Haftanın filmi – BİRİNCİ SINIF

Film Odası ve Okuma Odası köşelerimiz bir süredir güncellenemiyordu. Bunun için izleyecilerimizden özür diliyoruz.

Her cuma bir film, bir kitap önerisiyle, Okuma Odası’nı ve Film Odası’nı boş bırakmamaya çalışacağız.

Bu konuda izleyicilerimizin de önerilerini ve doğrudan tanıtımlar yazarak katkılarını bekliyoruz.      

Bu hafta “Film Odası”nda, okuma ve eğitim üzerine yapılmış güzel bir Kenya filmi var.

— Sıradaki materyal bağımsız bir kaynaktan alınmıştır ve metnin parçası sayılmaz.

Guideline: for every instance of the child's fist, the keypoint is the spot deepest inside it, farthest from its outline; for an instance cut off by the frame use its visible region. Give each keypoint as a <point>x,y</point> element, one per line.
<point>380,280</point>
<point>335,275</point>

Filmin Adı: Birinci Sınıf (Orjinal adı: The First Grader)

Yılı: 2010

Yapım: İngiltere, ABD, Kenya

Süre: 103 Dakika

Yönetmen: Justin Chadwick

Oyuncular: Oliver Litondo, Emily Njoki, Hannah Wacera

Filmde, Kenya’da 84 yaşındaki bir eski bağımsızlık savaşçısının, bağımsızlıktan sonra, okumak için verdiği azimli mücadeleyi izliyoruz.

İhtiyar Kimani Maruge, çocukken ve gençken, işgal altınaki yoksul ülkesine okuma imkanı bulamamıştır.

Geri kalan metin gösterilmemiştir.